In a sign that the trade war is hurting Chinese business, lending in July fell on weak demand. Grace Zhu reports in The Wall Street Journal:
Lending by Chinese financial institutions slumped in July on weakening demand, signaling further economic headwinds from trade tensions with the U.S. and potentially paving the way for more stimulus efforts by Beijing’s policy makers.
Chinese banks issued 1.06 trillion yuan ($150.2 billion) of new yuan loans in July, down from 1.66 trillion yuan in June, the People’s Bank of China said on Monday—lower than the median forecast of 1.25 trillion yuan by economists polled by The Wall Street Journal.
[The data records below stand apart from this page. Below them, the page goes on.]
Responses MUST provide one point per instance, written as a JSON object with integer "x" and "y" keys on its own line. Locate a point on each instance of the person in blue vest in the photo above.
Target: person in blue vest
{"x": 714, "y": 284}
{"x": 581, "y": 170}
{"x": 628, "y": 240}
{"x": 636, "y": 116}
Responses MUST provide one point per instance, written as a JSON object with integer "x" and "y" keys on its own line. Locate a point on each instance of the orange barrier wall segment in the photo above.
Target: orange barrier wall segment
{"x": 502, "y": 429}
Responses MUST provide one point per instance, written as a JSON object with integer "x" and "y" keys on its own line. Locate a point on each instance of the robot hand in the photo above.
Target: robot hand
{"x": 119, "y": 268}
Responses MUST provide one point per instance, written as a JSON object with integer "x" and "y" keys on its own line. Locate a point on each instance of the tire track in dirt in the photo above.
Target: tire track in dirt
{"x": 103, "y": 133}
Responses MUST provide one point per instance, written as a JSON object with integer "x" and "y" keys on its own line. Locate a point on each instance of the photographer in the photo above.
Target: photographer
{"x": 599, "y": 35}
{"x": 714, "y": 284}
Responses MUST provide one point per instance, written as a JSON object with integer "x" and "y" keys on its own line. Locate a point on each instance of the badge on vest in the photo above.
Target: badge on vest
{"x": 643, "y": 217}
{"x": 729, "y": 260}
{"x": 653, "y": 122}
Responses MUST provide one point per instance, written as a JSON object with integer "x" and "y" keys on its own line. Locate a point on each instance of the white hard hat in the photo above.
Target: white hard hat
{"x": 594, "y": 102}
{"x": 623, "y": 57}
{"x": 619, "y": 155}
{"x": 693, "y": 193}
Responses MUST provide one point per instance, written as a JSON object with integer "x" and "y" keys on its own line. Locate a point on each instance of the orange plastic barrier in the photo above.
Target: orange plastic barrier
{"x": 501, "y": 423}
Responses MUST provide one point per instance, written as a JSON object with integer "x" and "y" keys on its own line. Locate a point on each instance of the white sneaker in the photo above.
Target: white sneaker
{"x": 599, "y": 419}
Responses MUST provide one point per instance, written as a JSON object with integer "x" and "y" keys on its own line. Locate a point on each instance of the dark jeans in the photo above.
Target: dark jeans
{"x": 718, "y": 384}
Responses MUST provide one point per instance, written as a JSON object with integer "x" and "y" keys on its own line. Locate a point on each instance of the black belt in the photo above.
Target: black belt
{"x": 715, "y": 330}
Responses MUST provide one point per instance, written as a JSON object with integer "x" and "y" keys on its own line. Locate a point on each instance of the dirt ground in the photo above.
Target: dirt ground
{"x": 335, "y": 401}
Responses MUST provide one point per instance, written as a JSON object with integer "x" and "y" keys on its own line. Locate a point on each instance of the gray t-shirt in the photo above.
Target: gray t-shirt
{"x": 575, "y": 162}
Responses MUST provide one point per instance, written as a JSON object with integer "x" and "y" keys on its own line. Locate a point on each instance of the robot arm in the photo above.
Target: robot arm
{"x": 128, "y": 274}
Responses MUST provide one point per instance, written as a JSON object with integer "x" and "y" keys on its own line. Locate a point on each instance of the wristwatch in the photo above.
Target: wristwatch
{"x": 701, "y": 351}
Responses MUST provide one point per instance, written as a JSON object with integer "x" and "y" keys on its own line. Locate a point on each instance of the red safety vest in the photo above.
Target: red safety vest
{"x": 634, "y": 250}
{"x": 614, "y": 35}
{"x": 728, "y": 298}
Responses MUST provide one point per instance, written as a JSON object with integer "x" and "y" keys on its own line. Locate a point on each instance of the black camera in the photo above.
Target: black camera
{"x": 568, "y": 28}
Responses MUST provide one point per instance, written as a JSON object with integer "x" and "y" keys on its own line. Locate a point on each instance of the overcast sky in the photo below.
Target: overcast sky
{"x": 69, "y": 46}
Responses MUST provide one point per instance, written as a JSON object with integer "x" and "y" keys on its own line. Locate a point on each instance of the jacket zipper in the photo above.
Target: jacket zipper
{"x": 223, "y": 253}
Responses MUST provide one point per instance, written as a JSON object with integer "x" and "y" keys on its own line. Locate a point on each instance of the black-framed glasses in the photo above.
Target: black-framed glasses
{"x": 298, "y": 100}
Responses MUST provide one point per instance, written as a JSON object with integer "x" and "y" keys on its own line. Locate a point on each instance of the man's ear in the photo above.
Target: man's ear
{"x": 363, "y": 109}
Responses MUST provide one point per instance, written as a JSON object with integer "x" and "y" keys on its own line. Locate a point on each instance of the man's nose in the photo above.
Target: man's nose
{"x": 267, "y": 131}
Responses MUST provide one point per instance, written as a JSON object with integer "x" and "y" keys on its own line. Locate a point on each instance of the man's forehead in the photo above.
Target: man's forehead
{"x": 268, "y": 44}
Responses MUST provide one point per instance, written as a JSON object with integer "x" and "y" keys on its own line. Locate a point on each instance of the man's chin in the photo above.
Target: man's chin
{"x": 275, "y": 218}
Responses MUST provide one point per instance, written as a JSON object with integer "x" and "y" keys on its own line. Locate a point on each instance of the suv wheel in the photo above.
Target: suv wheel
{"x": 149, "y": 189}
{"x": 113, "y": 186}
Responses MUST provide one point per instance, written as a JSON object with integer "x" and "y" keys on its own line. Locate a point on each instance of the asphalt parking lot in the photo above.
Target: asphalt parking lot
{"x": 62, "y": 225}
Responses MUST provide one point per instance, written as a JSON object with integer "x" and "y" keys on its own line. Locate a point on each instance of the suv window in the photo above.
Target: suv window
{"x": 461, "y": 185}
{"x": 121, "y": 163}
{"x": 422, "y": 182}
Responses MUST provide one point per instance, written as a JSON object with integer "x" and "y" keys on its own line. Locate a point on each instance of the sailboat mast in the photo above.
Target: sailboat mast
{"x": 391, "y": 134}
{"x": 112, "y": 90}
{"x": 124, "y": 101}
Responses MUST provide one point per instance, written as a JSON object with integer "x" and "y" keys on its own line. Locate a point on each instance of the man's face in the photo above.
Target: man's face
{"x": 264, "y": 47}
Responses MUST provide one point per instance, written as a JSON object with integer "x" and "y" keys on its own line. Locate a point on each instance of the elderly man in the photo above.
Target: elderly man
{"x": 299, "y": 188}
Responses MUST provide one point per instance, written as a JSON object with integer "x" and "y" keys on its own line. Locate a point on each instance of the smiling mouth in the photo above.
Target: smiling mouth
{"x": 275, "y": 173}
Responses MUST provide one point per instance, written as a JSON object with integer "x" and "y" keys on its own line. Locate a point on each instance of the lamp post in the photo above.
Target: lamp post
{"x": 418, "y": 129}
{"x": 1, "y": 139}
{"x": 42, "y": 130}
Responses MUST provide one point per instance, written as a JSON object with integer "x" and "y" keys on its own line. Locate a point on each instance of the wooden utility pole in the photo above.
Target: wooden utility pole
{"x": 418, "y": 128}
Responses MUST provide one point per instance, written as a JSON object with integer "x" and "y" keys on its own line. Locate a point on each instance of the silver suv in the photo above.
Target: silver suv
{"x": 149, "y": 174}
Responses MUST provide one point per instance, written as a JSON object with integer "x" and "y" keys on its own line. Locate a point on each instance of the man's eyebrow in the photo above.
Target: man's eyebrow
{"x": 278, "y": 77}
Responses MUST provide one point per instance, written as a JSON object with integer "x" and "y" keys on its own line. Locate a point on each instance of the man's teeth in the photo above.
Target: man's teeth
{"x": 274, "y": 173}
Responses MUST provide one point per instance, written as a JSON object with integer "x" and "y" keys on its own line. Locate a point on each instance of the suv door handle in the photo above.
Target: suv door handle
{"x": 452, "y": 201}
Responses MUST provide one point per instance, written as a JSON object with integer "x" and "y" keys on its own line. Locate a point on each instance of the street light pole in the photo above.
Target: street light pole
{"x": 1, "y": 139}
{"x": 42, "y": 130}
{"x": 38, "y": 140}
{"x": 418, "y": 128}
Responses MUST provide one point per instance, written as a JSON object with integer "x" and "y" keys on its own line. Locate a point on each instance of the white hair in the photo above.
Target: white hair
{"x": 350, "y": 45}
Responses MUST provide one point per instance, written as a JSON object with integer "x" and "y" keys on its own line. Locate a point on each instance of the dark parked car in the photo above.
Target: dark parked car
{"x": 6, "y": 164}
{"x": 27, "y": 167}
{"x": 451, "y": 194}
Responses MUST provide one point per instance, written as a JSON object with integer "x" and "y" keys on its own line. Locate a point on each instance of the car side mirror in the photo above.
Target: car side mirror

A protracted trade war with the U.S. has dented market confidence as companies scale back investment plans amid increasing uncertainties, reducing their borrowing needs.
“The lower-than-expected credit growth reflects weak demand in the real economy,” said Liu Xuezhi, an economist with Bank of Communications.
Total social financing, a measure of credit in the economy, stood at 1.01 trillion yuan in July, as some nonbank financial institutions withdrew credit they issued earlier. In June, total social financing was at 2.26 trillion yuan.
According to official data, the sharp month-over-month pullback was largely the result of steep declines in entrusted loans, trust loans and undiscounted bankers’ acceptances—unconventional loans known as “shadow bank lending.” The contraction may reflect a recent regulatory crackdown on shadow financing to property developers, economists say.